Emmanuel Macron veut en créer environ 1.800 pendant le quinquennat. Depuis l'annonce de leur mise en place, le 25 avril dernier, elles sont une priorité de Jacqueline Gourault, ministre de la Cohésion des territoires. Vendredi, Edouard Philippe a annoncé que 460 ouvriront dès janvier 2020, frôlant l'objectif de 500 qu'il avait assigné en mai.
Ces maisons "sont un des éléments de réponse au besoin de proximité exprimé avec force par nos concitoyens", a estimé le Premier ministre.
Portées par les élus, l'Etat leur allouera pour chacune 30.000 euros par an.
Elle s'appuient souvent sur les maisons d'accueil des services publics créées sous François Hollande, parfois peu efficaces, pouvant se réduire à un employé qui redirigeait juste les visiteurs vers d'autres administrations.
Son successeur rêve d'un lieu où tous les problèmes administratifs seraient résolus.
- "Je suis le premier guichet" -
"Je veux que tous les services soient là. Je me suis inspiré de l'exemple canadien. Il y a un bureau, les gens y vont et présentent leur problème et on leur dit +apportez-moi votre dossier et je vais le régler+. Les gens se foutent de savoir si cela relève de la commune, du département ou de la région", a expliqué le chef de l'Etat lors d'une rencontre à la sous-préfecture d'Epernay jeudi soir.
Face à lui, le préfet de la Marne, Denis Conus et une douzaine de collaborateurs. Le président les interroge sur les réformes et leurs objectifs, baptisés "OVQ" (objets de la vie quotidienne). Pour la Marne, par exemple, 40 maisons sont prévues.
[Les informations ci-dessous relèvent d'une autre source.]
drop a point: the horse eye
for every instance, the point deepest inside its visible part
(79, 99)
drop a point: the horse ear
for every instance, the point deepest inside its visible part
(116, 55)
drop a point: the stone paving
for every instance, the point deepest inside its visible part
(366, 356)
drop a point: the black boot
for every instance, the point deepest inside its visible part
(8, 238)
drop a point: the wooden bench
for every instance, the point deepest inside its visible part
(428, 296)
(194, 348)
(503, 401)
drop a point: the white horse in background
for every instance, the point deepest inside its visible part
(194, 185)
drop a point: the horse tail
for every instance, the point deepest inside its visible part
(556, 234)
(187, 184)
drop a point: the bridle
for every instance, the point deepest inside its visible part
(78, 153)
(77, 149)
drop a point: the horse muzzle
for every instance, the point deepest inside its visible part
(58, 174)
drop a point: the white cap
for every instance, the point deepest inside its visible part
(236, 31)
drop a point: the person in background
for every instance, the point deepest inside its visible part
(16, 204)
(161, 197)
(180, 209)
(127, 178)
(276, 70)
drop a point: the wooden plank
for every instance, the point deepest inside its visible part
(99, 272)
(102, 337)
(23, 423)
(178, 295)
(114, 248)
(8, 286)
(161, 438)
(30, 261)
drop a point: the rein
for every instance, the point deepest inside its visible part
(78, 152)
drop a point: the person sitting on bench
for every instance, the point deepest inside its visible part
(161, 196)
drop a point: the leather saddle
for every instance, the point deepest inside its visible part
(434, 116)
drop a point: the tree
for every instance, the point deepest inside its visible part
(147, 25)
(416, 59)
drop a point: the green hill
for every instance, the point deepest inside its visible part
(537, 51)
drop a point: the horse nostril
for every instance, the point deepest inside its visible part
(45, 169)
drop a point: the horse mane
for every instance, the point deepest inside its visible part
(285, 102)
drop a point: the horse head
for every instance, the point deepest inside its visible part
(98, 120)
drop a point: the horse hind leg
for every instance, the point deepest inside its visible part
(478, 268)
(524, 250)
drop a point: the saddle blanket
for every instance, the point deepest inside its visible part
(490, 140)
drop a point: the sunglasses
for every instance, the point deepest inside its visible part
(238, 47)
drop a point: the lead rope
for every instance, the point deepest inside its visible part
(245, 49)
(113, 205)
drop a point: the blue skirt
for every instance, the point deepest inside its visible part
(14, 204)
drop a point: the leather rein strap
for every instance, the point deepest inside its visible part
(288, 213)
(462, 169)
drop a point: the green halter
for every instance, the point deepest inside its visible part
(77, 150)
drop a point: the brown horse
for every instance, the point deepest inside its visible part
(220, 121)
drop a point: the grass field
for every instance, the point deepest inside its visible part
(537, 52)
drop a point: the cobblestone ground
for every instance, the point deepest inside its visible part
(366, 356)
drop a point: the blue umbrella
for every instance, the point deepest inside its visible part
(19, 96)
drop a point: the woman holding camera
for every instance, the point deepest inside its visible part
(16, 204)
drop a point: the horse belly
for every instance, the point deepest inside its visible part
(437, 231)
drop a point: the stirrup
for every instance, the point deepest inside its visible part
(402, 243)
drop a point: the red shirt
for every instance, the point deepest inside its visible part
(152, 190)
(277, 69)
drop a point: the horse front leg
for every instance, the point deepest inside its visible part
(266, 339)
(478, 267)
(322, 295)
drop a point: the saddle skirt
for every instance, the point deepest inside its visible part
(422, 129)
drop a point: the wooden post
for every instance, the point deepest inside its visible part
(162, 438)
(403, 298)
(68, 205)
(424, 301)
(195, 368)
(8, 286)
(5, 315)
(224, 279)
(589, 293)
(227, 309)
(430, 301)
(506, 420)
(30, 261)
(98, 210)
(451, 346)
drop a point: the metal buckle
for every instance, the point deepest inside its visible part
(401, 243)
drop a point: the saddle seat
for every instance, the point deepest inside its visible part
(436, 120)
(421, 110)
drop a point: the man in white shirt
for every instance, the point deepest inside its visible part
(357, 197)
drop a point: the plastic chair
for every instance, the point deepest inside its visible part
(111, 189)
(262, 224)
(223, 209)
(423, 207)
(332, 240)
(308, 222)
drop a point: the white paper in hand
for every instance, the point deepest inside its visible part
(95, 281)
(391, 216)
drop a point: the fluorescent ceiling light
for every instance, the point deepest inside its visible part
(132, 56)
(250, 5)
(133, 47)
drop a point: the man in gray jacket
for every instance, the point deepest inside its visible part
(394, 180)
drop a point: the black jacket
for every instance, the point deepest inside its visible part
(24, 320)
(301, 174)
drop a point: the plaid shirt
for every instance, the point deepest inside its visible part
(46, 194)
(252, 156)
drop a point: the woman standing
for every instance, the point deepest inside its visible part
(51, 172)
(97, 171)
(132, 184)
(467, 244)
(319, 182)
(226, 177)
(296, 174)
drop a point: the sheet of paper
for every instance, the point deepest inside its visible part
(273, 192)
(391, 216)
Le secrétaire général de la préfecture, Denis Gaudin, explique fièrement avoir proposé dix labellisations. Jeudi, l'Etat en a validé quatre. Mais le fonctionnaire souligne des obstacles.
"D'abord il ne faut pas que la création d'une maison soit prétexte à une fermeture de services publics existants. Les maires sont réticents, ils ont peur que des antennes disparaissent", avertit-il.
Le président se récrie. "On ne va pas se mentir. Les maisons d'accueil de services publics ont été utilisées pour fermer des services ou des Postes. Pour les maisons France services, je tiens beaucoup à ce que ne soit pas la même chose. Ce doit être l'Etat qui revient dans les zones désertées", affirme-t-il.
Deuxième obstacle, selon le préfet: le nombre d'agents. Des élus se demandent s'ils auront de quoi occuper un deuxième. "Les maires n'ont pas compris, répond M. Macron Si on n'a qu'un agent, quand est-ce que c'est ouvert ? Seuls les retraités pourront venir ! Il en faut 2 ou 3 ! Il faut des gens qui répondent, pas qu'on les renvoie vers des sites internet ! Et il faut des lieux de vie, pas des lieux uniquement administratifs, peut-être dans des bibliothèques..."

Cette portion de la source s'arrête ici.